La mise en scène, dépouillée ou virtuose, interroge subtilement la vérité des baisers, leur authenticité et contredit parfois le manichéisme du récit (la trahison mise en cause chez Becker) : qu’ils soient vrais ou faux, les baisers n’ont pas fini de faire leur cinéma sur la scène de la séduction pour mieux nous confronter aux contradictions du réel. Car c’est bien sûr toujours les contraires qui s’attirent (le flic et la « voyou(e) » dans Police).

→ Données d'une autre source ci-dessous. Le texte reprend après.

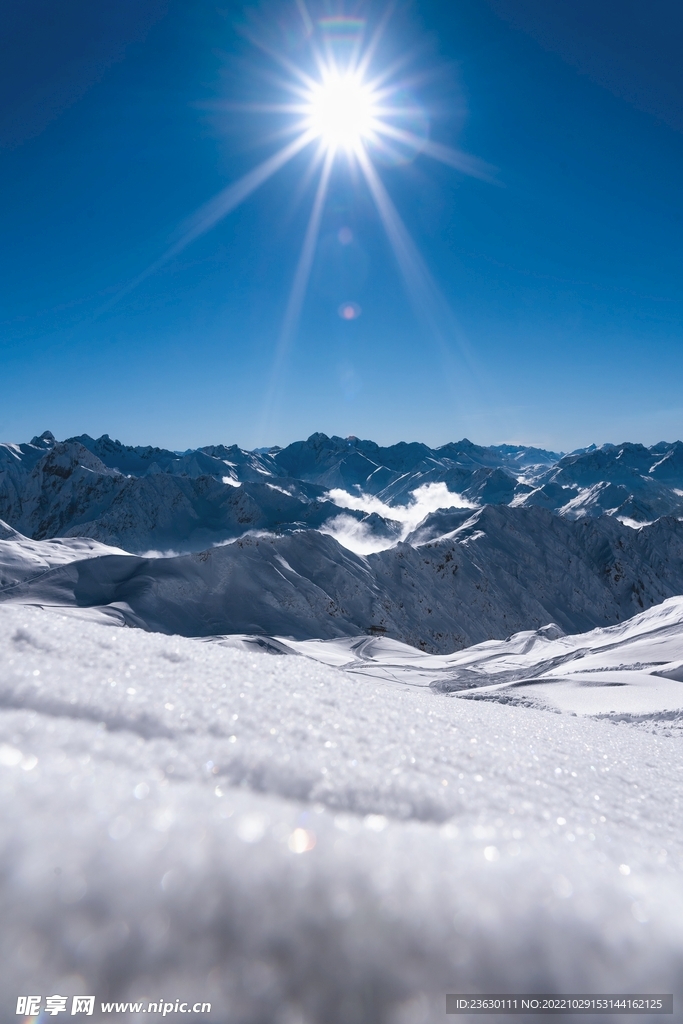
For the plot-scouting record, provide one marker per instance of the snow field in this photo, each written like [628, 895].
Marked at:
[297, 844]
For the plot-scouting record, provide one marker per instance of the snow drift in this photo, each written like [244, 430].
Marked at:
[297, 843]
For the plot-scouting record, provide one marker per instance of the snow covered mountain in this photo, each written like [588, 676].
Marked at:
[502, 570]
[144, 499]
[436, 548]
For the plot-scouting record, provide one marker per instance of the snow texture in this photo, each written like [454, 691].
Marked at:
[300, 844]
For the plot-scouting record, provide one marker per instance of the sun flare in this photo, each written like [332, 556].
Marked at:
[342, 111]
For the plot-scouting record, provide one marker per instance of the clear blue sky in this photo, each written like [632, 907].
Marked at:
[563, 276]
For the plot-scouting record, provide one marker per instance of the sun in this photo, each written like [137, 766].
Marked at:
[341, 111]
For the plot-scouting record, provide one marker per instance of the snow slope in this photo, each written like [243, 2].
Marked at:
[632, 672]
[504, 569]
[295, 843]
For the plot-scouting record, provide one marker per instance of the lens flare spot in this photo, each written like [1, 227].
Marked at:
[349, 310]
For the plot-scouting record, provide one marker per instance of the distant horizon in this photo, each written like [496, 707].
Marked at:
[512, 272]
[561, 453]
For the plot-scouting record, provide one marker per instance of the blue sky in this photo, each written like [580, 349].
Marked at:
[560, 314]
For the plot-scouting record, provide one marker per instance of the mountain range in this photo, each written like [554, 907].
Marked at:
[438, 548]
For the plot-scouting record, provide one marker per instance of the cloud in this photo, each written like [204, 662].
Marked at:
[359, 538]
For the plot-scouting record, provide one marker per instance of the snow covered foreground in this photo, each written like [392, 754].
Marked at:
[632, 672]
[298, 843]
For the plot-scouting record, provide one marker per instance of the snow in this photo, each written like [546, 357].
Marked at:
[631, 672]
[150, 499]
[299, 843]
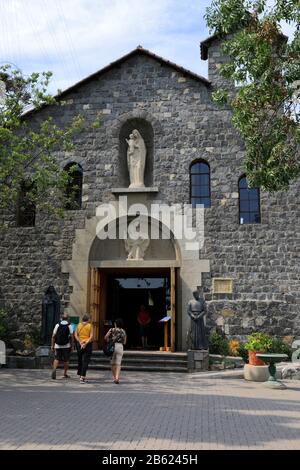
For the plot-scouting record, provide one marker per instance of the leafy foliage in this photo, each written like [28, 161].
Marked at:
[242, 352]
[218, 344]
[267, 68]
[280, 347]
[258, 342]
[27, 150]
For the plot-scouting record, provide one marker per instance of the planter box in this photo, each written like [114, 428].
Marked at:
[258, 373]
[198, 360]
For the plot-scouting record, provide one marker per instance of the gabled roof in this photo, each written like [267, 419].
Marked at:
[138, 51]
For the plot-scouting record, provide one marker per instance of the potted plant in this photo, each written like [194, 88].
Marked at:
[257, 343]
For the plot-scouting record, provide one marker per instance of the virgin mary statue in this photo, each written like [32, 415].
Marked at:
[136, 159]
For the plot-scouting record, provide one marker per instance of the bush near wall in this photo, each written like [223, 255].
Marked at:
[223, 346]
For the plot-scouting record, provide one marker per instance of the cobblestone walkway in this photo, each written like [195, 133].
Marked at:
[145, 411]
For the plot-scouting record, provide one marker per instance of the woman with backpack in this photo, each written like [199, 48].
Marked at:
[84, 340]
[118, 337]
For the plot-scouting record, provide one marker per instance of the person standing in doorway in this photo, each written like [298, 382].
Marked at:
[84, 337]
[144, 320]
[118, 337]
[62, 344]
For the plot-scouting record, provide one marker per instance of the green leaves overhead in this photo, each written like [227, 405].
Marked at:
[29, 143]
[266, 67]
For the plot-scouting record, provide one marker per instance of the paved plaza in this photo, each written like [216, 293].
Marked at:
[145, 411]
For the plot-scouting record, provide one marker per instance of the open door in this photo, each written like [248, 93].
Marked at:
[97, 304]
[173, 307]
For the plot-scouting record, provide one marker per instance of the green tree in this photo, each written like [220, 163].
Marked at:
[266, 66]
[27, 149]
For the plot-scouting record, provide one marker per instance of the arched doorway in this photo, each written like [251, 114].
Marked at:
[119, 286]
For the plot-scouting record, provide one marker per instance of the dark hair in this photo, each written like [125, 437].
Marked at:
[119, 323]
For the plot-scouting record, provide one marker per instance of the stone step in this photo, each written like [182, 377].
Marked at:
[143, 368]
[139, 360]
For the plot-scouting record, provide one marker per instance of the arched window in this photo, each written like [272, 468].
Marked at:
[74, 186]
[200, 183]
[26, 208]
[249, 203]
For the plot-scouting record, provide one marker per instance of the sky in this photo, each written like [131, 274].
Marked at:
[74, 38]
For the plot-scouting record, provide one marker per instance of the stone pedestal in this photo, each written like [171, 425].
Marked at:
[198, 360]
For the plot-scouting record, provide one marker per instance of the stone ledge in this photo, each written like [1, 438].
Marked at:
[135, 190]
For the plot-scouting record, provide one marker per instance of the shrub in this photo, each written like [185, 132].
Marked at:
[233, 346]
[218, 344]
[258, 342]
[242, 352]
[280, 347]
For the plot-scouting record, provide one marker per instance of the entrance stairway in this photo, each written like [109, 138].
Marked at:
[146, 361]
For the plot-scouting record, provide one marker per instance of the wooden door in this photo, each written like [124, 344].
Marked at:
[173, 307]
[97, 304]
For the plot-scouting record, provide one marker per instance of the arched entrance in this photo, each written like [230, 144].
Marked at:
[118, 286]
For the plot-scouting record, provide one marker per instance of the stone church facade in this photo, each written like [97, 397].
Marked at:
[249, 271]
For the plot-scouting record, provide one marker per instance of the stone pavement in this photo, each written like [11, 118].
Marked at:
[145, 411]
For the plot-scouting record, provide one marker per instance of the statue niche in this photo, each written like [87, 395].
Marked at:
[136, 154]
[136, 159]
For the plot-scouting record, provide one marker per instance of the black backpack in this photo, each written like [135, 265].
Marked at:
[62, 335]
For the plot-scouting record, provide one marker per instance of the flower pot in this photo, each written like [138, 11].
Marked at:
[253, 360]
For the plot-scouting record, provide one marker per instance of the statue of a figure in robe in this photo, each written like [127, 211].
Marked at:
[50, 314]
[136, 159]
[196, 338]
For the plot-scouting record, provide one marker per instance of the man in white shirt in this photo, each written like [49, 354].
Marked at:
[62, 344]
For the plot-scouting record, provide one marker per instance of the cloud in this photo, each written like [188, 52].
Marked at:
[74, 38]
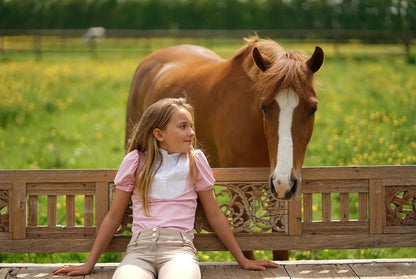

Ces scènes prélevées sont autant de « baisers volés » qu’il faut pourtant aussi rendre à leurs différents contextes car ils sont enracinés dans la trame d’un film et d’une époque. Qu’il soit au début ou bien en fin de scène, de film, ou d’oeuvre, le baiser n’a pas le même poids.

La douceur des baisers ne va pas sans violence. La cruauté s’invite souvent au rendez-vous d’un privilège exclusif. Les réalisateurs ne se privent pas des ressources réflexives offertes par le dispositif de scènes vues : baisers surpris, espionnés, dévoilés (Les Enfants du paradis etc.).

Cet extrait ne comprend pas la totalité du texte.